Elegance & Balance Above All
The trend in California was shifting hard toward a riper, more "modern" style of Cabernet Sauvignon when Cathy struck out on her own. She went the other direction entirely, seeking out the gravelly benchland soils between Rutherford and St. Helena — well-drained alluvial ground with a history of producing balanced, age-worthy wines stretching back to the 19th century. She wanted fruit that could produce a wine of perfume and longevity. She found it.
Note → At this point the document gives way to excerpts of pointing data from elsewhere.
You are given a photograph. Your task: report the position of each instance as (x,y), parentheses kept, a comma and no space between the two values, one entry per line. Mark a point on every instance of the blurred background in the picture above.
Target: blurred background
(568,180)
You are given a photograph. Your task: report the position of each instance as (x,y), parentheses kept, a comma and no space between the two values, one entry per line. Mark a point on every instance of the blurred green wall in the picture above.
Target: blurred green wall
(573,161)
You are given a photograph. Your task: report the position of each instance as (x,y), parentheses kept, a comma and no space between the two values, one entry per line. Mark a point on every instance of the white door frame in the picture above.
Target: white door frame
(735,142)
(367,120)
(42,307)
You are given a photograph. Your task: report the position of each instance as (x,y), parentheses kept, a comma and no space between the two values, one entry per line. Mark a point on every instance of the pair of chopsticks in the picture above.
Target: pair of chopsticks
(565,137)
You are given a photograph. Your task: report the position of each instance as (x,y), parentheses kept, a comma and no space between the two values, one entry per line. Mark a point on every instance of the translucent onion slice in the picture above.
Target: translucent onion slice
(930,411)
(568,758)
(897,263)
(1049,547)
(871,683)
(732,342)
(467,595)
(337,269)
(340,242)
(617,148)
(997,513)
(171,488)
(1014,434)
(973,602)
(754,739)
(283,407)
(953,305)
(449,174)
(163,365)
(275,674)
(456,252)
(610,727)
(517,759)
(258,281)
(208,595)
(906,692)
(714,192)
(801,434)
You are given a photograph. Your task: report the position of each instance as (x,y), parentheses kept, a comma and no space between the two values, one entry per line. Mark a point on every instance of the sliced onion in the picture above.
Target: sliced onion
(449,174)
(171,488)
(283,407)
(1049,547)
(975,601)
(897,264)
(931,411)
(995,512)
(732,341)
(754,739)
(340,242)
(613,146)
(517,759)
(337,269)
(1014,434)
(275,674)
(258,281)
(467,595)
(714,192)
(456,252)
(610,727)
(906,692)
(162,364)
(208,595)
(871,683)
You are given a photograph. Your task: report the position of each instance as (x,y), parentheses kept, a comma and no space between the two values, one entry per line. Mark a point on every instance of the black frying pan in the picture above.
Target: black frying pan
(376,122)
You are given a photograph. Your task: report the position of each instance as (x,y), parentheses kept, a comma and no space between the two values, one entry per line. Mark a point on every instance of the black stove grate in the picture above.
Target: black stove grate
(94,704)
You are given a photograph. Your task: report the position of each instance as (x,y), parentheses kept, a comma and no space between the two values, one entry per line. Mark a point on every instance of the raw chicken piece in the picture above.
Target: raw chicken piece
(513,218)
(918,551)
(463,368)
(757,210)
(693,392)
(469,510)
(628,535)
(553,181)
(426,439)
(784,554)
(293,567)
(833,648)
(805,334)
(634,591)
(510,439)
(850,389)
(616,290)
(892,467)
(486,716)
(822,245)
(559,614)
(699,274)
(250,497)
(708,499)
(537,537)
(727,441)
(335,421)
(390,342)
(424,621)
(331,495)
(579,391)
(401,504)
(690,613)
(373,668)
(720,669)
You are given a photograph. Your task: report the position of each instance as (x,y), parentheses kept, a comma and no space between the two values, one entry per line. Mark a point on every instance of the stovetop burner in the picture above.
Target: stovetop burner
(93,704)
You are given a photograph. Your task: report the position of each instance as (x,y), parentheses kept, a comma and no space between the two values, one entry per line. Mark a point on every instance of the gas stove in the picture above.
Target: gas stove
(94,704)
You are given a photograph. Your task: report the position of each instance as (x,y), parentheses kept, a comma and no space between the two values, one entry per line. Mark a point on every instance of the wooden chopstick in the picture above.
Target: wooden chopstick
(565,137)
Her Cabernets became famous for their lower alcohol levels and natural, snappy acidity — traits that allow floral and mineral nuances to surface rather than disappear under extracted fruit and new oak. Sommeliers, who recognized what she was doing long before major critics caught on, were a critical part of how she stayed afloat through thirty vintages. She has always made wine for the table, not the trophy cabinet.
The Kronos Vineyard
At over 50 years of age, Kronos Vineyard is one of the last old-vine Cabernet sites remaining in the Napa Valley. Cathy purchased it in 1995, when it was in poor condition, and brought it back to life. The soils are now certified organic. Wandering out into those vines with Cathy, she'll describe the soils as "wildly alive" — and she means it literally. This is farming as philosophy. The winery itself, a Victorian-style barn her husband William designed and built, is as unpretentious as she is: no gift shop, no café, just barrels and the smell of wine doing exactly what it's supposed to do.
She Knew
What strikes you most when you meet Cathy isn't the accolades — it's the certainty. There was never a moment where she second-guessed the style. While others were chasing high scores with high alcohol, she was making wines that tasted like the earth, like a specific place, like Napa used to be before it decided to compete with itself. Look around at the styles coming out of the valley now, and it's exactly what Cathy was doing in the early '90s. She knew. She believed in it completely, and she followed it across four decades without flinching.
Why We Carry Her Wines
At Accent, we talk a lot about wines that taste like somewhere and someone. Cathy Corison embodies that idea more completely than almost anyone in California. When I first chose her wines for my history of women in wine classes, there was no question — she is the epitome of strength, elegance, and confidence expressed in a glass. These wines can carry you through the making of dinner and reward you once you sit down to eat it. A woman who can make a red wine like that in Napa deserves a permanent place at your table.
As a good customer of us once remarked, "In Cathy we trust."